Few people outside of Hillary Clinton's campaign headquarters were quicker to pounce on Donald Trump's stumbles in the first debate than his Republican critics. Some undoubtedly hope that Trump will just hurry up and get wiped out in the election so the GOP can get back to normal. Others are more disappointed, believing that Trump's debate defeat and looming electoral loss could have been averted by simply nominating a normal mainstream conservative instead.

Maybe. It's absolutely true that Clinton picked apart Trump's business dealings and personal flaws during the debate and in the days since, as the #NeverTrump movement predicted. But on policy, she often shied away from hitting Trumpism, and instead targeted the most conventionally conservative parts of his platform. Mostly, she attacked him the same way she would any other Republican opponent.

During the debate, Trump assailed the bipartisan consensus in favor of free trade. Clinton responded, "Well, I think that trade is an important issue, of course." Then after meekly saying we needed to trade with the rest of the world, albeit through "smart fair trade deals," she pivoted to his tax cut, which mostly reflects standard Republican economics.

"[The] kind of plan that Donald has put forth would be trickle-down economics all over again," she said. "In fact it would be the most extreme version the biggest tax cuts for the top percents of the people in this country than we've ever had. I call it trumped up trickle-down because that's exactly what it would be."

Trump again turned to jobs flowing overseas and called the North American Free Trade Agreement, a major Bill Clinton legislative victory, "defective." The 2016 Democratic nominee ignored the implicit criticism of her husband and resumed campaigning against George W. Bush as if he were the Herbert Hoover of our century.
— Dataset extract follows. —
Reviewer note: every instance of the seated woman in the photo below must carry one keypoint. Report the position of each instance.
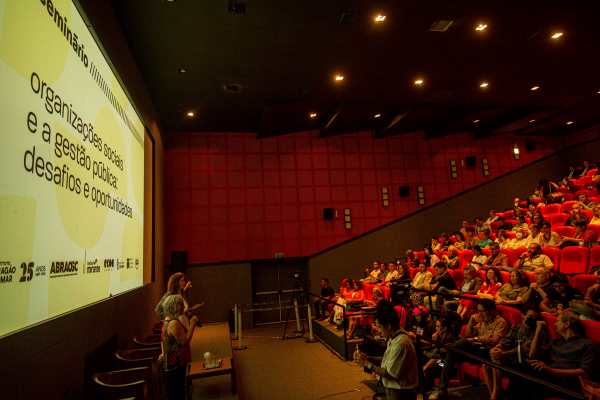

"Well, let's stop for a second and remember where we were eight years ago, we had the worst financial crisis — the great recession, the worst since the 1930s," Clinton said. "That was, in large part, because of tax policies that slash taxes on the wealthy, failed to invest in the middle class, took their eyes off of Wall Street and created a perfect storm."

The only Trump-specific dig she got in had to do with him personally rooting for the housing crisis due to his business interests, with no reference to his populism or economic nationalism. A rapacious businessman pushing 1930s reactionary economics? Clinton might as well have been running against Mitt Romney, Mr. Anti-Trump himself.

Clinton cited "independent experts" saying they liked her tax plan better than Trump's, arguing the GOP nominee's would "disadvantage middle-class families compared to the wealthy, were it to go into effect, we would lose three and a half million jobs. And maybe have another recession." She talked about the tax cut for the rich losing revenues and driving up the debt.

How is that any different than what she would have said about any Republican tax cut since Ronald Reagan's, let alone the tax plans proposed by Ted Cruz or Marco Rubio this year?

Clinton called Trump a climate change denier. While the bit about the Chinese conspiracy is specific to Trump, the basic charge would have been leveled against any Republican nominee this side of Jon Huntsman.

Trump continued to rail against NAFTA. Clinton defended her husband's economic legacy in general, but offered little more than "That is your opinion" as a rebuttal on Bill's signature trade deal. She talked about how she did in fact oppose some trade deals and would crack down on trade violations. Then back to how much Trump's tax cuts would add to the debt and the fact that she would ask the wealthy to pay more.

On foreign policy, Trump was put on the defensive about whether he really opposed the Iraq war or the Libya intervention. The real disagreements then focused on whether we should have withdrawn from Iraq — an argument that was little different than President Obama's with Romney four years ago.

Many conservatives think Trump is soft on Planned Parenthood. Clinton says Trump would endanger Planned Parenthood funding, like any Republican.

To be sure, many of Trump's GOP rivals would have been more experienced debaters and nearly all of them would have had a firmer grasp on policy details. Clinton has been hitting Trump's nationalist, populist position on immigration on the campaign trail as she seeks to shore up support from Latinos and millennials, even if it didn't come up in the debate. And Trump's personal history, from bankruptcies to birtherism, is a huge target

But so far, Clinton isn't behaving as if Trump's more idiosyncratic views are his weakest points. She is just treating him like a ruder, more racist Republican.